Bug 1618659
| Summary: | Fail to minor version upgrade node due to node's csr was not aprroved | ||
|---|---|---|---|
| Product: | OpenShift Container Platform | Reporter: | liujia <jiajliu> |
| Component: | Cluster Version Operator | Assignee: | Russell Teague <rteague> |
| Status: | CLOSED ERRATA | QA Contact: | Johnny Liu <jialiu> |
| Severity: | high | Docs Contact: | |
| Priority: | high | ||
| Version: | 3.10.0 | CC: | aos-bugs, dmoessne, jialiu, jokerman, mgugino, mifiedle, mmccomas, sdodson, smunilla |
| Target Milestone: | --- | Keywords: | TestBlocker |
| Target Release: | 3.10.z | ||
| Hardware: | Unspecified | ||
| OS: | Unspecified | ||
| Whiteboard: | |||
| Fixed In Version: | Doc Type: | Bug Fix | |
| Doc Text: |
With the oc_csr_approve module recently backported to release 3.10, csr approvals are more robust. The task to approve the node csr was skipped previously for minor version upgrades. By using the new module, and not skipping the approval task in minor upgrades, the node csr is approved as expected and the node runs normally.
|
Story Points: | --- |
| Clone Of: | Environment: | ||
| Last Closed: | 2018-09-04 07:10:49 UTC | Type: | Bug |
| Regression: | --- | Mount Type: | --- |
| Documentation: | --- | CRM: | |
| Verified Versions: | Category: | --- | |
| oVirt Team: | --- | RHEL 7.3 requirements from Atomic Host: | |
| Cloudforms Team: | --- | Target Upstream Version: | |
| Embargoed: | |||
| Bug Depends On: | |||
| Bug Blocks: | 1619408 | ||
This task is removing node certificates during the upgrade process.

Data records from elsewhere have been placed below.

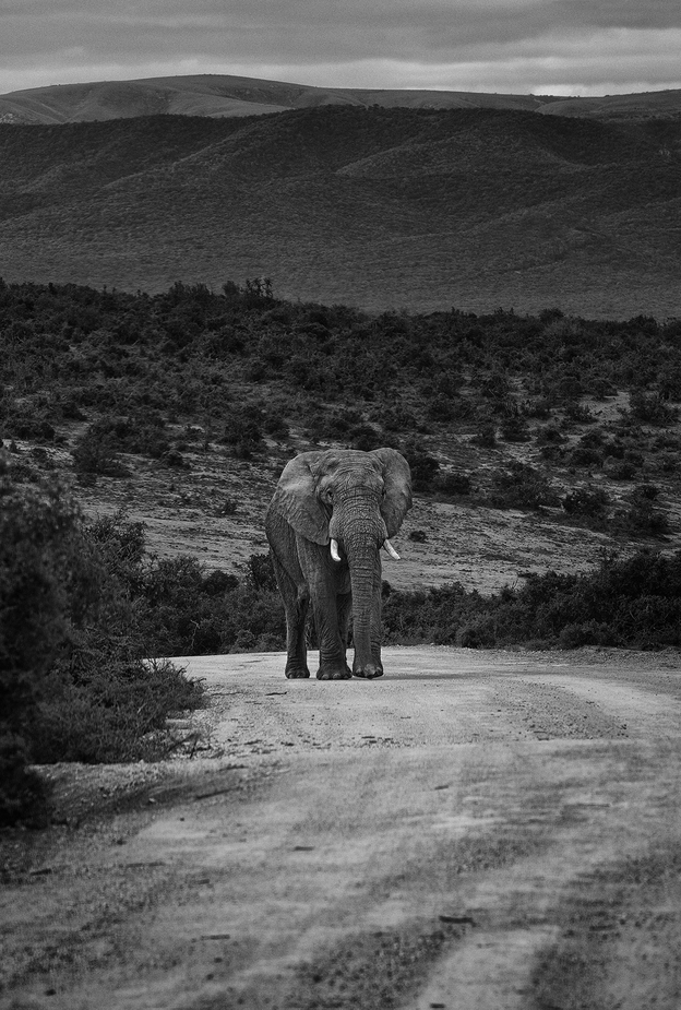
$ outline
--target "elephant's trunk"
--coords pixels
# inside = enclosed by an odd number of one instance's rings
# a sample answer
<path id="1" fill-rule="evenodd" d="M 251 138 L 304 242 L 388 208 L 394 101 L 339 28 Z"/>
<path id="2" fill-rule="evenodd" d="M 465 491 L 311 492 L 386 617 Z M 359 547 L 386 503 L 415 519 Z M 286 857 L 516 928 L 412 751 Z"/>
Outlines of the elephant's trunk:
<path id="1" fill-rule="evenodd" d="M 353 590 L 354 672 L 377 677 L 381 667 L 381 558 L 379 548 L 385 539 L 383 521 L 374 519 L 353 523 L 343 538 L 350 569 Z"/>

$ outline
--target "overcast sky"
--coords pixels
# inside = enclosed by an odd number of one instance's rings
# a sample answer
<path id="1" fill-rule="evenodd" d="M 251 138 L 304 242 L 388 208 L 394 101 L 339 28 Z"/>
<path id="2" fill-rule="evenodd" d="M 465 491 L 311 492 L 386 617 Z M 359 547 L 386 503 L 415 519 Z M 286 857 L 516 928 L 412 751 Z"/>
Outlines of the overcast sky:
<path id="1" fill-rule="evenodd" d="M 234 73 L 605 95 L 681 87 L 680 0 L 0 0 L 0 93 Z"/>

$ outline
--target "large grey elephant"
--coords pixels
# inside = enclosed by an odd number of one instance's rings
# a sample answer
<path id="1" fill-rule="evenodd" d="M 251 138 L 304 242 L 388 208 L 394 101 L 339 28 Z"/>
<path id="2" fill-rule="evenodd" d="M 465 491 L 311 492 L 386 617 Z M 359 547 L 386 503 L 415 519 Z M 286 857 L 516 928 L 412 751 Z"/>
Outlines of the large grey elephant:
<path id="1" fill-rule="evenodd" d="M 303 452 L 284 467 L 265 519 L 286 610 L 287 677 L 309 677 L 311 604 L 320 680 L 380 677 L 381 558 L 411 508 L 409 464 L 395 449 Z M 350 616 L 355 661 L 346 662 Z"/>

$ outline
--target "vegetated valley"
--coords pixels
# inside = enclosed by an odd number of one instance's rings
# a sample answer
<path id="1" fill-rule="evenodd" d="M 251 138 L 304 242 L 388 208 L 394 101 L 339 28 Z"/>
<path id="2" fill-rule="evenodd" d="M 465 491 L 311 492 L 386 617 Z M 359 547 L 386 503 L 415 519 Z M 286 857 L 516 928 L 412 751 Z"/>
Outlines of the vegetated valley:
<path id="1" fill-rule="evenodd" d="M 0 275 L 152 294 L 268 276 L 280 297 L 369 310 L 664 320 L 681 118 L 617 110 L 0 123 Z"/>
<path id="2" fill-rule="evenodd" d="M 284 646 L 263 516 L 301 450 L 410 463 L 387 643 L 681 644 L 678 320 L 2 282 L 0 330 L 0 820 L 45 817 L 29 761 L 193 753 L 200 686 L 145 657 Z"/>
<path id="3" fill-rule="evenodd" d="M 319 445 L 409 460 L 404 559 L 385 565 L 396 590 L 489 596 L 680 543 L 678 320 L 371 314 L 282 300 L 258 280 L 155 296 L 3 284 L 0 325 L 11 472 L 58 474 L 88 515 L 124 510 L 160 558 L 242 575 L 265 551 L 282 466 Z M 199 621 L 155 645 L 267 647 L 274 609 L 254 638 L 227 634 L 223 615 L 207 638 Z"/>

TASK [openshift_node : Remove previous bootstrap certificates] *****************
task path: /usr/share/ansible/openshift-ansible/roles/openshift_node/tasks/upgrade/bootstrap_changes.yml:92
Friday 17 August 2018 05:34:26 +0000 (0:00:02.073) 0:13:09.914 *********
changed: [qe-jliu-r-master-etcd-1.0817-80n.qe.rhcloud.com] => {"changed": true, "failed": false, "path": "/etc/origin/node/certificates", "state": "absent"}
We either need to land the oc_adm_csr changes to ensure that we fix the node approval and then reinstate that task or we need to also conditionally remove the certs.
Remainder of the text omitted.